É a partir desse “mundo que nos rodeia” e dessa “rede de processos” que faz sentido reflectir sobre o futuro da Europa. Não explorando, neste artigo, o “mundo que nos rodeia”, olhemos rapidamente para a “rede de processos”:
A União Económica e Monetária (UEM) está no centro do processo de integração. Do Euro muito depende, sendo o sucesso da UEM condição necessária a renovadas ambições integracionistas. E de mão dada com a UEM está (ou, pelo menos, tem estado) a “exigência” de rigor orçamental com que se deparam os EM’s da zona Euro. Estando os EM’s com os tostões contadinhos, é fácil de entender o impulso para a reforma das Políticas Comuns da UE (nomeadamente da PAC e da Política Regional).
No ano que findou assistimos, confortavelmente sentados, ao grande alargamento da UE a Leste, acontecimento que também contribuiu para o tal “impulso reformador” que referi. De facto, se o dinheiro já é pouco para uma “família” de 15, imagine-se a chegada de 10 “primos” bastante esfomeados para jantar.
A reforma das Políticas Comuns (nomeadamente da PAC) condiciona a maior ou menor facilidade de implementação, pela UE, de uma Política Comercial e de Cooperação coordenada com os objectivos e as acções da Política Externa e de Segurança Comum/Política Comum de Segurança e Defesa (PESC/PCSD) e, mesmo, a consolidação e o sucesso da UEM.
Com o processo de alargamento da UE a Leste, a PESC/PCSD tem não só a possibilidade de sair reforçada com a adesão de novos Estados estrategicamente muito importantes, como vê realçada a sua relação com a NATO (dado que Polónia, Rep.
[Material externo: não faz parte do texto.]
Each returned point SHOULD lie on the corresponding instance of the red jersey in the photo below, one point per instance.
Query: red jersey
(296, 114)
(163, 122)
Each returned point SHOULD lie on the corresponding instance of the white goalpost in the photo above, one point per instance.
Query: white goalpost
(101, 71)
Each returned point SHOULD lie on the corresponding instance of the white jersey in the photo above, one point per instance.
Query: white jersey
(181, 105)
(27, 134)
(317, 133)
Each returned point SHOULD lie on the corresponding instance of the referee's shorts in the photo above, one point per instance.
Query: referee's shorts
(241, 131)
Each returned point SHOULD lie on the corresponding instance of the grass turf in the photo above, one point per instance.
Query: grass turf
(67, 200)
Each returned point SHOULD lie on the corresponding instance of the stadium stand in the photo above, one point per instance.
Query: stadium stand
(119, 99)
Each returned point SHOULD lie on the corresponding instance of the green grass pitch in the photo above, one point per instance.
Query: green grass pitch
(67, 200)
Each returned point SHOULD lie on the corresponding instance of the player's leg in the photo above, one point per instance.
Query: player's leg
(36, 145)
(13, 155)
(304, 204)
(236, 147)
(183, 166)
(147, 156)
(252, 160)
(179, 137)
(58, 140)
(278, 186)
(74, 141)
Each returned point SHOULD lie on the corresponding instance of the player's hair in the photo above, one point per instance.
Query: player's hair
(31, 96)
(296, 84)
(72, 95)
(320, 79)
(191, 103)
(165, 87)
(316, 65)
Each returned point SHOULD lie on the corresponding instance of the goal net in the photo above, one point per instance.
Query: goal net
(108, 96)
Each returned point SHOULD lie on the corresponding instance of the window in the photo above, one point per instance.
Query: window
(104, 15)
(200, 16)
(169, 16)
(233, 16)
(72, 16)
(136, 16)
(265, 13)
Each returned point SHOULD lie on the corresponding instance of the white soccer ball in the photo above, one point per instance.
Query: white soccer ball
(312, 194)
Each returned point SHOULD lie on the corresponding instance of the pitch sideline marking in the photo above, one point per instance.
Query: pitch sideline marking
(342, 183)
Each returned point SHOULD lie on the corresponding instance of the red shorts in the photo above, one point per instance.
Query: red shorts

Checa, Hungria, Estónia, Letónia, Lituânia, Eslováquia, Eslovénia, Bulgária e Roménia são já membros da NATO). No entanto, não deixam de ser bastantes mais “cabeças” e “sentenças”, i.e. os novos EM’s implicam igualmente uma maior diversidade de orientações estratégicas de base no seio da PESC/PCSD, podendo criar ainda maiores dificuldades na obtenção de consensos nestas matérias de elevada sensibilidade nacional.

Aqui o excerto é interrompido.